IV. Conclusion générale et discussion à propos l’univers de l’enseignant

Les résultats de cette analyse centrée sur l’univers de l’enseignant, par la façon dont il fait fonctionner les élèves suivant sa discipline, montrent une cohérence avec les recherches antérieures. Ils confirment que les modes de groupement sont en accords avec les remarques établies précédemment. Ils confirment également que l’autorité et le contrôle de la classe sont en adéquation avec les recherches antérieures et avec les stéréotypes de sexe.

Les stéréotypes sont-ils sous-tendus dans ces manières de faire et de laisser faire de l’enseignant selon son groupe de genre ? Les valeurs d’autonomie et de responsabilité développées par les groupes de genre les plus hauts sur l’échelle de la masculinité (masculin et androgyne) témoignent de l’adhésion aux stéréotypes sexués.

La valeur de coopération, à l’inverse, est plus présente au sein des groupes non différencié et féminin et pour les femmes masculines. C’est une valeur stéréotypée féminine pour laquelle le genre et le sexe se croisent.

Les marques de sollicitude et de louange (stéréotypes féminins) ne sont pas cohérentes avec les clichés sociaux car elles sont ici le fait des femmes et des hommes.

L’autorité est tacitement du côté des hommes par leur manière de s’imposer physiquement. Les femmes et les enseignants du groupe féminin montrent un manque d’autorité physique apparent et mettent en oeuvre d’autres moyens de contrôle moins visibles et plus détournés.

Du côté des élèves :

Les garçons font l’objet de davantage d’interactions de contrôle, d’autorité et de menaces de la part de tous les enseignants. Ils subissent les moqueries des enseignants des groupes non différencié et féminin.

Les filles font moins souvent l’objet d’interactions d’autorité et de contrôle, on les interpelle sur leur tenue vestimentaire. Elles subissent les moqueries des enseignants des groupes masculin et androgyne.

Arrivée au terme de notre étude il convient de prendre une position de recul afin d’examiner l’ensemble de notre production, de confronter les résultats obtenus aux questions de départ, d’évaluer les enjeux en terme d’apports nouveaux ou de contradictions des recherches antérieures.

En définitive, nous avons abordé les thématiques liées à notre objet d’étude de manière à circonscrire un périmètre d’investigation essentiellement autour de la mise en évidence des différences qui existent entre les sexes.
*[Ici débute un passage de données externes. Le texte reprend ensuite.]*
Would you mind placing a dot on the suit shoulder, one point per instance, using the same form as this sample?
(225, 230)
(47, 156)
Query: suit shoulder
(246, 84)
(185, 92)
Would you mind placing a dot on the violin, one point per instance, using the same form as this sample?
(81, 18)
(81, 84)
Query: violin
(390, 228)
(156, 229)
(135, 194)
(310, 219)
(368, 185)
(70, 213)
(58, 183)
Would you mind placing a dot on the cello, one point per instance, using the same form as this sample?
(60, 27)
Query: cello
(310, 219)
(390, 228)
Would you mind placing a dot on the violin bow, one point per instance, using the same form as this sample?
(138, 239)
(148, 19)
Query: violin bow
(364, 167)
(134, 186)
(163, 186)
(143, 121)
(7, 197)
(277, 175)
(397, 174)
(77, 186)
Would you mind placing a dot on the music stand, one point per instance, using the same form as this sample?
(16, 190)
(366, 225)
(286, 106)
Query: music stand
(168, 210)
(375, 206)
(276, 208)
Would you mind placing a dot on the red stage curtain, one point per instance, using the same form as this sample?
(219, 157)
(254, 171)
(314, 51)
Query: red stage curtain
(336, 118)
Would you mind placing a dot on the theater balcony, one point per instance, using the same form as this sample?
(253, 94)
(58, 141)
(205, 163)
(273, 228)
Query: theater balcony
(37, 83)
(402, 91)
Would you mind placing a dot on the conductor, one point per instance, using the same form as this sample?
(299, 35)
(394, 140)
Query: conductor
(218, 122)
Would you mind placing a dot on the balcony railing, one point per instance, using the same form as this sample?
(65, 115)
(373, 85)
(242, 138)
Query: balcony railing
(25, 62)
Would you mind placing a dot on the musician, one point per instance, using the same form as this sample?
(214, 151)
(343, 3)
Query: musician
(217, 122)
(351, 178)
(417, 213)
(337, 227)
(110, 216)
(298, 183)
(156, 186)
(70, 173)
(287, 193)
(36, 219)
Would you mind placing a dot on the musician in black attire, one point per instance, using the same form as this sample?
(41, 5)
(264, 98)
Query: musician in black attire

Notre objectif était de faire émerger les tabous de l’invisible ou du caché, d’établir le constat d’une inégalité de fait dans l’école et en particulier en EPS qui se révèle par une asymétrie de la position des sexes et qui se nuance par les traits des genres.

La question de départ provenait du terrain, c’est pourquoi l’expérimentation s’est appuyée sur le terrain par l’observation des pratiques de collègues femmes et hommes. L’emploi du concept de genre a permis de révéler des caractéristiques de la féminité et de la masculinité qui ne répondent pas au modèle binaire du sexe. L’étude aurait pu se satisfaire de la recherche d’une correspondance des items masculins et féminins du BSRI pour les enseignants d’EPS, ou de la recherche de cette même correspondance dans le traitement didactique des APSA. Or nous avons souhaité amener notre étude plus avant et étudier les comportements pendant les leçons amplifiant ainsi les données. L’utilisation de ce concept rend palpable la complexité et la richesse de l’identité sexuée et genrée des individus. Le genre ne s’exprime pas seulement dans les discours sur l’identité des individus ou sur les activités physiques, il s’exprime à travers les comportements.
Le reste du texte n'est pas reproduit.